Amendment No. 235 inserts three new subsections into clause 130. It clarifies the position on taking proceedings against unincorporated bodies under the Bill. The amendment provides for the procedural provisions that already apply to the prosecution of corporate bodies to apply to the prosecution of unincorporated bodies. The second new subsection provides for any fine imposed on an unincorporated body on its conviction for an offence under the Bill to be paid from the funds of the body, rather than from the funds of its individual members.

Amendment No. 237 inserts another new subsection into clause 130. It makes specific provision in respect of partnerships, which are a type of unincorporated body. The amendment provides that if an offence is committed by a partnership and it can be proved that it has been committed with the consent or connivance of a particular partner, or that it is attributable to the neglect of a particular partner, that partner as well as the partnership is guilty of an offence. That aligns the provisions on partnerships with the provisions already included in the clause on bodies corporate and unincorporated bodies more generally, and makes the potential criminal liability of a partner clear.

Tim Loughton

I thank the Minister for her clear explanation of the three Government amendments.
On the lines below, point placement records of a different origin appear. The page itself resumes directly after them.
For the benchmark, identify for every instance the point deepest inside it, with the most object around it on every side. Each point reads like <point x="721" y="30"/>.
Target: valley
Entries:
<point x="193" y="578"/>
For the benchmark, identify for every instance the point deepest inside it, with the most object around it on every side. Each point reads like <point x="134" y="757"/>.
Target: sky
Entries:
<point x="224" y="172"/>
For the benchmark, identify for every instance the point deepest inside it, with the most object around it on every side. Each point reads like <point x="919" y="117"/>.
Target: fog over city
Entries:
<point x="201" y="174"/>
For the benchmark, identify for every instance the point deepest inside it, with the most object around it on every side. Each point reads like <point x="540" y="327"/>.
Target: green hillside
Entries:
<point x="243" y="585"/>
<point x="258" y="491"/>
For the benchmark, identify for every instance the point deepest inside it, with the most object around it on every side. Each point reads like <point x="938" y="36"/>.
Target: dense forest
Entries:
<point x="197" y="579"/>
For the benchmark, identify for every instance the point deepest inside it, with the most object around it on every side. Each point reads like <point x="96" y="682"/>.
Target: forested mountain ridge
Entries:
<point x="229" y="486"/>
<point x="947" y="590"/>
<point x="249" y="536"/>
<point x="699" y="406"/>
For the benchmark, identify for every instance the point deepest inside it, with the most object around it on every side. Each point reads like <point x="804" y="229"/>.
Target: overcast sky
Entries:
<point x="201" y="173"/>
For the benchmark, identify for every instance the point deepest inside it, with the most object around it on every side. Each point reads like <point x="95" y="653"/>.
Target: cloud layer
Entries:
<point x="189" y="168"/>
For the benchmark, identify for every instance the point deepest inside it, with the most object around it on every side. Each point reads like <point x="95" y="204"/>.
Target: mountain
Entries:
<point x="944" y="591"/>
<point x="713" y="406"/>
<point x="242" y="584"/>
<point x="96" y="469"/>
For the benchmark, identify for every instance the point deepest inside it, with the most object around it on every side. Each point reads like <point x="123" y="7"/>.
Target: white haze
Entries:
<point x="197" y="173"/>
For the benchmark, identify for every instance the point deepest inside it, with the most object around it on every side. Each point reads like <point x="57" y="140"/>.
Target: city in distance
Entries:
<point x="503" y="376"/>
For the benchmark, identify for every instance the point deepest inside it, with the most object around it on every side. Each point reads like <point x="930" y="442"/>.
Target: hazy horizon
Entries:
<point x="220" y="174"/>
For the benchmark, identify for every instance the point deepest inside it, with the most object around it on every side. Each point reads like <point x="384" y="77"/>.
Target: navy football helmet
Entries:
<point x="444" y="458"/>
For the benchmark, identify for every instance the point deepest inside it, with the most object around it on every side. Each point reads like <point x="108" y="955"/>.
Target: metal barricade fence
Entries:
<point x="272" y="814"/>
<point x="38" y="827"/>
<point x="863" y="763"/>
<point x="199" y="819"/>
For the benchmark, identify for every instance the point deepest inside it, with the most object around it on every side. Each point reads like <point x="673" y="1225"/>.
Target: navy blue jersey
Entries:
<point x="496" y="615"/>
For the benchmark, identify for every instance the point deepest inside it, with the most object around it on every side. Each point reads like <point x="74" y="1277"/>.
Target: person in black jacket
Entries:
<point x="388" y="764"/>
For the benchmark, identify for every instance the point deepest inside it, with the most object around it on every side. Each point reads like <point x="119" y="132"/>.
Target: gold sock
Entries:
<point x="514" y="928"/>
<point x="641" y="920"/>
I said earlier that we were potentially sympathetic to amendment No. 130. I feel even more sympathetic to it after hearing it explained by the hon. Member for Lancaster and Wyre (Mr. Dawson). We discussed the issue in Committee, in the context of another part of the Bill. It was generally felt then that information should be made readily available at various stages of the adoption process through various court procedures. Given the emotional state in which people may be when giving up children for adoption, it is even more incumbent on the system to give them every opportunity to participate, to know what they are entitled to, and to be satisfied that the procedures are taking place in accordance with the law and in a fair and balanced way.

I have no doubt that, as the Minister said, what is already in the Bill makes that legally implicit, as she put it, because notice is given. The Minister also said that the Bill set out minimum requirements for court rules, rather than a requirement for the full explanation that would eventually be on offer. I do not disagree, but, as I have said, we are talking about people who are fairly vulnerable emotionally. If I were involved in an adoption process and received notification from the court that unless I wished or was required to attend I need not do so, I would take that almost as an invitation not to turn up. It would, I think, be more positive and more sensitive to put this more clearly and fairly, and say that a person is entitled to turn up and entitled to speak if he or she sees fit. That, I believe, is the intention of the amendment.

The hon. Member for Lancaster and Wyre pitched it fairly high, saying that this was a fundamental human right. It is certainly a fundamental human right for people to be fully involved in the process, but I think it only fair and sensible—in order to achieve an equitable result that everyone will accept long after the matter has passed through all the necessary court stages—to make clear to people exactly what they can do, and are entitled to do. That is all that the amendment proposes.

I doubt whether the hon. Gentleman wants to press the amendment to a vote, but I wanted to reinforce its aims in the hope that the Minister would beef up the directions given to courts when their rules were being established, rather than treating the requirement as a minimum requirement and letting it slip through as such. I think there is a world of difference between being negative and being positive—encouraging people and telling them their rights.

Madam Deputy Speaker (Sylvia Heal)

I remind Members that we are not in Committee. I was perhaps rather generous in allowing the hon. Member for East Worthing and Shoreham (Tim Loughton) to speak again.

Question put and agreed to.

Clause read a Second time, and added to the Bill.